There is great potential for Twitter to be the go-to-site for consumers, but somehow the brand just ends up making the site more complicated for the mass market.

What happened to the Twitter Travel account?

It may not be a big deal that the account dedicated to keeping travel marketers up-to-date on Twitter has disappeared, but when you take a look at the entire Twitter Roll it looks as if there is no room for travel, not even in its media and entertainment section.

To be fair, Twitter does have travel broken out as a separate category under its case studies, but with half the year done just two campaigns, Louisiana Travel in January 2015 and On The Beach UK in June 2015, posted significant enough results to be included in the humblebrag page.

“I didn’t realize they’d killed the @twittertravel account. I got the feeling that they didn’t do much to cultivate a following on that account. I still have the same dedicated account team that I’m dealing with – business as usual,” Theresa Overby, director of social media strategy at miles for Louisiana Travel told Skift.

Its current ad, search and third-party attribution partner Google/Doubleclick has a much stronger presence for travel marketers on Twitter, @GoogleTravel.

“In order to realize Twitter’s full potential, we must improve in three key areas: ensure more disciplined execution, simplify our service to deliver Twitter’s value faster, and better communicate that value,” said Jack Dorsey, co-founder and interim CEO at Twitter during Tuesday’s earnings call.

No announcement regarding former CEO Dick Costolo’s replacement — who stepped down earlier this month — was made during the call. In addition to that role, Twitter is on the market for a new CMO.

Monthly Active Users (MAUs) rose to 316 million from 308 million in the first quarter 2015. During the call, Twitter’s leaders expressed that engagement is not as high but that they will start setting Daily Active Users as their benchmark for interaction, in addition to other metrics that had some positive results like Direct Messaging, Search and autoplay video.

In the first quarter, Twitter was confident it could make lemonade from its logged out users. During the call, Jack Dorsey expressed his disappointment in the second quarter, “Logged out strategy was not impactful and that’s not acceptable.”

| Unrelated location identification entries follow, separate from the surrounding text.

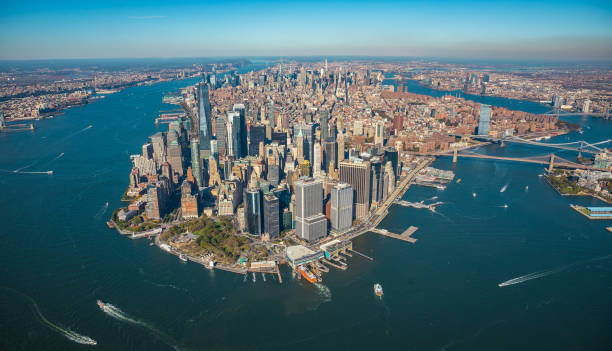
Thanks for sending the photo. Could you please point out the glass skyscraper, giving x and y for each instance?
(204, 119)
(483, 122)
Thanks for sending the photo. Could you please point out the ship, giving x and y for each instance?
(378, 290)
(306, 273)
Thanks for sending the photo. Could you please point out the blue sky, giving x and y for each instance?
(564, 30)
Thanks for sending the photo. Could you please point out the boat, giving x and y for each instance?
(378, 290)
(306, 273)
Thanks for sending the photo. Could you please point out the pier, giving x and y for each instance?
(405, 236)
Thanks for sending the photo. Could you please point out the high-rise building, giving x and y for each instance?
(316, 160)
(391, 154)
(307, 131)
(271, 215)
(196, 168)
(324, 125)
(357, 174)
(242, 132)
(330, 155)
(379, 136)
(257, 135)
(341, 211)
(311, 224)
(254, 218)
(483, 122)
(204, 120)
(376, 179)
(221, 135)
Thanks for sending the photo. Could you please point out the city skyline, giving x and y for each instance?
(449, 29)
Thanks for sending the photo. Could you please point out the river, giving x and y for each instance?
(440, 294)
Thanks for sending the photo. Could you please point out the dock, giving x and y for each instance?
(405, 236)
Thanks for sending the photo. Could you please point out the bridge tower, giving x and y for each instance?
(551, 165)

Despite the ad technology and creative acquisitions made in the past year, Twitter’s efforts will be focused more on growing its user-base by further pushing its products’ value proposition while figuring out how to make sure that ad demand will outpace supply.

It will be interesting to see how its new curation product — Project Lightning slated to launch in the fall — will widen its user-base from the early adopters and technologists to the mass market and logged out users.